During the development of the Marie Curie project the fellow has received the required training in animal experimentation and she has been trained to master and perform the critical-sized radial segmental defect model in mice. This model was used to rigorously evaluate in vivo the role of the synergistic integrin and growth factor signalling - obtained via material-driven FN fibrillogenesis - in bone regeneration. To do so, PEA polymer, which is able to induce the fibrillogenesis of FN in the absence of cells, was used as the material to be implanted. This system allows for the simultaneous and efficient presentation of cell and GF binding domains and showed evident differences in the potential to induce bone regeneration compared to PMA surfaces, a material of similar characteristics which does not induce the fibrillogenesis of FN. The results from this work show the potential of these synergistic signalling microenvironments to promote bone healing. This work has been recently published in Science Advances and has facilitated the funding of new grants for the further development of this technology, including its clinical translation. Moreover, we have demonstrated that the synergistic signalling provided by this system in not exclusive for BMP2 but is also effective in the presence of other GFs.
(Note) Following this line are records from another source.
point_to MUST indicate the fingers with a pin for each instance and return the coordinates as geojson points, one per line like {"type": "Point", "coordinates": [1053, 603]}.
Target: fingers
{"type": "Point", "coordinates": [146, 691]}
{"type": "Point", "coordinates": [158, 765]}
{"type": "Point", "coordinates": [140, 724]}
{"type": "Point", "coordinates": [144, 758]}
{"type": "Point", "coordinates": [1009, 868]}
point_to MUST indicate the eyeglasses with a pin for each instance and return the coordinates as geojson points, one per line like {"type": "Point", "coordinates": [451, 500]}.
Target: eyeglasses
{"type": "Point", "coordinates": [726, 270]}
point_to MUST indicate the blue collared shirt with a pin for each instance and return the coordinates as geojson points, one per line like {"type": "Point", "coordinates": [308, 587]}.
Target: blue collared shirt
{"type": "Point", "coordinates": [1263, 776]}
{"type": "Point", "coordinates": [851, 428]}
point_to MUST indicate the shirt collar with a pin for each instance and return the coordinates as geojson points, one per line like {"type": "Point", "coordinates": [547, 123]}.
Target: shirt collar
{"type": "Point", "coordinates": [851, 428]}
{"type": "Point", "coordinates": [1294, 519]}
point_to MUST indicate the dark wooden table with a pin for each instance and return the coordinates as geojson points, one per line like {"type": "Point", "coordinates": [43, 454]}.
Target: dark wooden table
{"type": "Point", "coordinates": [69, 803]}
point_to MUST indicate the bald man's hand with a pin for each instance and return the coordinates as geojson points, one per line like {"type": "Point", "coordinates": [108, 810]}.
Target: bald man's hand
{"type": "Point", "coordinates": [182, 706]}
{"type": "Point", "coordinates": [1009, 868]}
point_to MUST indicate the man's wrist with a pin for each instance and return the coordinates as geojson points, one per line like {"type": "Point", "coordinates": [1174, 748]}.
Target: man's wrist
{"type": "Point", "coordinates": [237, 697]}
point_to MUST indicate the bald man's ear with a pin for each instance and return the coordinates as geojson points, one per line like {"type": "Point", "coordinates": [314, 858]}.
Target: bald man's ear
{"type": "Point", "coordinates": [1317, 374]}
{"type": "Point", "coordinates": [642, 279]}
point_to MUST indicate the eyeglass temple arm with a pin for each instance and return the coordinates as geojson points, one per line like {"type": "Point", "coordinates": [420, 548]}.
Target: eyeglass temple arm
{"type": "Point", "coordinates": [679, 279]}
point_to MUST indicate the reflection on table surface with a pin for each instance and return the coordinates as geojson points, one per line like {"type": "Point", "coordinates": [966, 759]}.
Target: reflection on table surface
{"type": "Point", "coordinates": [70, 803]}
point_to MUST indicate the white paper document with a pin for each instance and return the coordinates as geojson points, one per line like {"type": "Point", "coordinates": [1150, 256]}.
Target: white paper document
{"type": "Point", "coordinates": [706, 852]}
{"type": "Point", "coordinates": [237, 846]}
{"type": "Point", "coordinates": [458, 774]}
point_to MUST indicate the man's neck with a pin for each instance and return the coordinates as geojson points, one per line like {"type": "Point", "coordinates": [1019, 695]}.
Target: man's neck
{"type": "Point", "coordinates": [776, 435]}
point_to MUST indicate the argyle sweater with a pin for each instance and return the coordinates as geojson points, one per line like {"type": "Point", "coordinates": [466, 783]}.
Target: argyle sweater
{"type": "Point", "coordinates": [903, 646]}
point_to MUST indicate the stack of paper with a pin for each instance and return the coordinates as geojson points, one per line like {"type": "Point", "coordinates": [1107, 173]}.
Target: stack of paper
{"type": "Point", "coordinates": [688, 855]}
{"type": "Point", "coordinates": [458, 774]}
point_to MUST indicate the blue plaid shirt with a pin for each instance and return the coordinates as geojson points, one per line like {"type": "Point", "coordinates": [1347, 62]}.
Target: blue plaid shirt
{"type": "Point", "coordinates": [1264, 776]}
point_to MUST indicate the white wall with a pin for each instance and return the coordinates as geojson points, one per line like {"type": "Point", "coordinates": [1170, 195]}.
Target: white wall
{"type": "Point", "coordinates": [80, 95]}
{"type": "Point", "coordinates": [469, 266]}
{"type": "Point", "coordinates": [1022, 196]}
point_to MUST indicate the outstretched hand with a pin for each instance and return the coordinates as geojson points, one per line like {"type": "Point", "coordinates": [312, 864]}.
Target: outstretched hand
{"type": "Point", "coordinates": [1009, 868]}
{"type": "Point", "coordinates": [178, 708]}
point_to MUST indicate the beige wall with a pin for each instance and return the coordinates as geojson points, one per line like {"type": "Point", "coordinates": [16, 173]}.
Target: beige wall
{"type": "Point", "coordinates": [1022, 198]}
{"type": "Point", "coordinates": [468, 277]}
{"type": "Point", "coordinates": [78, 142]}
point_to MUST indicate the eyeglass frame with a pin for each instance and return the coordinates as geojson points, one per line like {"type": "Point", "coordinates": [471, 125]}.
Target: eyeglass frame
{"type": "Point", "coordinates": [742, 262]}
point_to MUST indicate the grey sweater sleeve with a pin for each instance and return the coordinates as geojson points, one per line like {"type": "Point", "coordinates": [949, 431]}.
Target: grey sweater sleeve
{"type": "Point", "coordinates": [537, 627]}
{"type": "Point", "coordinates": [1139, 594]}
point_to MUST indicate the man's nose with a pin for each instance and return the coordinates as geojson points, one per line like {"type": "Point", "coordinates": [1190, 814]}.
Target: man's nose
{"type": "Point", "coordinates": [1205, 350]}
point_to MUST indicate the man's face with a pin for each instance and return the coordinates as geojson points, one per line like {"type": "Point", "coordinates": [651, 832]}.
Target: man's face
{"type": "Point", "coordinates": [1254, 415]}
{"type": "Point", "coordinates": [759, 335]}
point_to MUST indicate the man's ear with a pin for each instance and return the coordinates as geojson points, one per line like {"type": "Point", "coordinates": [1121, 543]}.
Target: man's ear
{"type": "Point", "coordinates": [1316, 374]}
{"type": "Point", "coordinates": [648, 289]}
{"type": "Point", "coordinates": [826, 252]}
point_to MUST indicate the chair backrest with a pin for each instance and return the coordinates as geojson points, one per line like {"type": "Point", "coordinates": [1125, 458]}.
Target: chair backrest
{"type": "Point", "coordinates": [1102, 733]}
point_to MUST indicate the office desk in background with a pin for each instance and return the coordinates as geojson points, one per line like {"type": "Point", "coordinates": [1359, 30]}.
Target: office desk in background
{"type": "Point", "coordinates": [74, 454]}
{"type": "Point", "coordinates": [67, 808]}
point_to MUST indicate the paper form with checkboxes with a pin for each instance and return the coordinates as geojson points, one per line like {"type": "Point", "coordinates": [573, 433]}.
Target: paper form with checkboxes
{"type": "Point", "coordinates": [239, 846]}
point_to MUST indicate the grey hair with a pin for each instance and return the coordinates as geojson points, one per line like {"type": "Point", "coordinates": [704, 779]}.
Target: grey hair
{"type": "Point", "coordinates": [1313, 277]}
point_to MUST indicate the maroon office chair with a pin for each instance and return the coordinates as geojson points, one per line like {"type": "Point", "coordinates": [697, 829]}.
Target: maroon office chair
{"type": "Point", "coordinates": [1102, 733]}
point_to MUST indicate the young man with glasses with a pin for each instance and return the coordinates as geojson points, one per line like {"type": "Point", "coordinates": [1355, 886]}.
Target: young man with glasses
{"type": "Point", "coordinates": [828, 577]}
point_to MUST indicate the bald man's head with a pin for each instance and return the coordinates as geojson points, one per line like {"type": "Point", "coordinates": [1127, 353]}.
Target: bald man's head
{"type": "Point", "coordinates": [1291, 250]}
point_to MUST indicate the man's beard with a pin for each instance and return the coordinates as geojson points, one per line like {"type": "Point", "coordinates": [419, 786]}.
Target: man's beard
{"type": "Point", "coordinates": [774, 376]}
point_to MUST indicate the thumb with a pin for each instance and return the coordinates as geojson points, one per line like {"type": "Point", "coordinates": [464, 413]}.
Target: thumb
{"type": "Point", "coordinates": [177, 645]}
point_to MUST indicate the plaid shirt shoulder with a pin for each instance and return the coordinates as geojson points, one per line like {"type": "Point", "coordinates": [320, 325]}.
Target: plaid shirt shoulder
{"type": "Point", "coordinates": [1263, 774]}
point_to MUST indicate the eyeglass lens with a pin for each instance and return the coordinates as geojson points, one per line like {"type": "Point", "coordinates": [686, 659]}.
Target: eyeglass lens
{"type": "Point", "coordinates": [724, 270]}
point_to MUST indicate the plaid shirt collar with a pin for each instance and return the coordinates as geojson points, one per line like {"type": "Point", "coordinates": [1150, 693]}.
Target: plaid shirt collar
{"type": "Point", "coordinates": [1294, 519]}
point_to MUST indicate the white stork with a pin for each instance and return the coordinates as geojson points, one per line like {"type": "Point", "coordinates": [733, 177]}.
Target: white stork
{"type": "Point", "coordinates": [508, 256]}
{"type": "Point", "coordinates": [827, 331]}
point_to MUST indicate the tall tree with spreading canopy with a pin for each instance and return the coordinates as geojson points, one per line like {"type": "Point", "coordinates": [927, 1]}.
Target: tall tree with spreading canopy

In particular, the potential of VEGF to promote vascularization in vivo has been evaluated in a fat pad model in mice. This work has allowed the researcher to learn and perform another animal model, which has been successfully developed; the results have been recently submitted to Biomaterials.

Besides the main objectives of the PROTDEL project, the fellow has also collaborated in another project which allowed the fellow to learn different animal models, providing her with a wider expertise in animal care and surgery. In this study, the osseointegration of stainless steel implants presenting extracellular matrix motifs was evaluated in an animal model of osteoporosis, by implantation in the rat tibia of fibronectin-coated implant screws, and the mechanical fixation of the screws to the bone was measured and compare to the response in healthy rats. The results, which have been published in Biomaterials, show that a simple adsorption of FNIII7-10 promotes osteogenic differentiation and improves the osseointegration of implant screws. These coatings are easy to apply intra-operatively, even to implants with complex geometries and structures, facilitating rapid translation to clinical settings.